One of the few religious emblems not present at a transitional shelter on Sainte-Gertrude Boulevard in the Montreal North borough is a photograph of Mother Teresa.
“Nope. I’m the Mother Teresa,” laughed Kicha Estimé.
That’s the nickname people have for her. She and her husband operate La Traverse, a transitional home for asylum seekers, mostly out of their own pockets. In the three years that she’s been in operation she’s seen people from across the globe.
“They come from Nigeria, Burkina Faso, Mexico, Brazil, Chile, USA,” she noted, adding that many travel through as many as 11 countries before arriving in Canada. Some have horror stories.
“They see dead people, dead children, they don’t eat.”
She has 27 residents now but the problem, according to her, is that she can’t take in everyone who comes knocking.
Roxham Road at Quebec’s border with the United States was closed last March, to help stem the number of people crossing into Canada from south of the border. That has not worked, Estimé and others observe.
“I don’t know where they go or where they pass, but they are still coming,” she told Global News.
Frantz André who also works with asylum seekers through his organization, Non-status Action Committee, says he’s seen even more asylum seekers arriving since Roxham Road closed.
“Strangely enough, a lot of them are coming with visa,” he pointed out.
In June, RCMP stopped just 36 people between official border points across Canada, compared to 4,994 in January. But the Canada Border Services Agency (CBSA) handled over 4,000 claims in June at airports, mostly in Quebec and Ontario, compared to more than 1,300 in January and just over 1,300 in June 2022.
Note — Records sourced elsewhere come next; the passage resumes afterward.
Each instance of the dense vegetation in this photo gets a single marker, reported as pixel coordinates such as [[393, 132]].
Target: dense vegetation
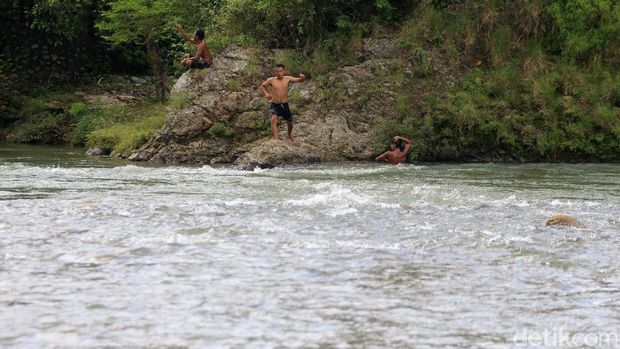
[[531, 80]]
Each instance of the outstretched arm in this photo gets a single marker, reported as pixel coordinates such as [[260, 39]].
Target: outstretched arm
[[301, 78], [407, 143], [263, 88], [184, 33]]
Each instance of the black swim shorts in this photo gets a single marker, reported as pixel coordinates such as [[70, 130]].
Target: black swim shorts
[[200, 64], [281, 109]]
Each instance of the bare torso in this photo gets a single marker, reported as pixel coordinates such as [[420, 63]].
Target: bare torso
[[396, 157], [203, 52], [279, 89]]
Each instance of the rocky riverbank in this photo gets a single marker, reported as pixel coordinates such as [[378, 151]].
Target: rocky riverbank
[[225, 117]]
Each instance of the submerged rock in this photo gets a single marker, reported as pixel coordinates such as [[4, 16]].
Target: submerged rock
[[97, 152], [267, 154], [564, 220]]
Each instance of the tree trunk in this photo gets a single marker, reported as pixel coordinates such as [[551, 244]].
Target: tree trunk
[[159, 71]]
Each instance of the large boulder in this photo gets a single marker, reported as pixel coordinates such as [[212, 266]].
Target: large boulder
[[267, 154]]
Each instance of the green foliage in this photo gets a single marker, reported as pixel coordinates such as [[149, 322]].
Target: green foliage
[[220, 129], [586, 28], [138, 125]]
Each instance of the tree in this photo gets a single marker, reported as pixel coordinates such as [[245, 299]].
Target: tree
[[139, 21]]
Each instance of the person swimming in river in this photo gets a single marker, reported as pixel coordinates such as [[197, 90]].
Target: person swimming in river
[[203, 58], [397, 153], [278, 102]]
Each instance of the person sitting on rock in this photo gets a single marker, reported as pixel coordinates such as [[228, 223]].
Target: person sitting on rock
[[279, 100], [397, 154], [203, 57]]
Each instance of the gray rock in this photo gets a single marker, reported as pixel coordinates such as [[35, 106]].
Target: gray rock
[[97, 152]]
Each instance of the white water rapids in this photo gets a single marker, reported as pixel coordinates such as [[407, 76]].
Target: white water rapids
[[98, 254]]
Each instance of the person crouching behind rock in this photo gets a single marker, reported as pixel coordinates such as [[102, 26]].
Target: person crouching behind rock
[[397, 154], [203, 58]]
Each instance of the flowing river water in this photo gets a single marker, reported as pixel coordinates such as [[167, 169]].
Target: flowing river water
[[99, 253]]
Estimé says now she has to turn away between five and 10 people every day, and hers is the only shelter of its kind in Montreal North.
André stresses one of the problems is that there is a serious shortage of shelters and rent for an apartment is just too high.
“Finding an apartment today with whatever money they are getting from social services is almost impossible,” he said, noting that qualified individuals get less than $1,000 in social assistance monthly.
Estimé charges $400 monthly and most clients stay between one to three months until they get on their feet. She says if she had more cash she’d get a bigger place. They’re hosting an open house next Wednesday at 11891 Sainte-Gertrude Blvd., to help raise funds.
Until she gets help from the government she’ll continue to do what she can — and pray.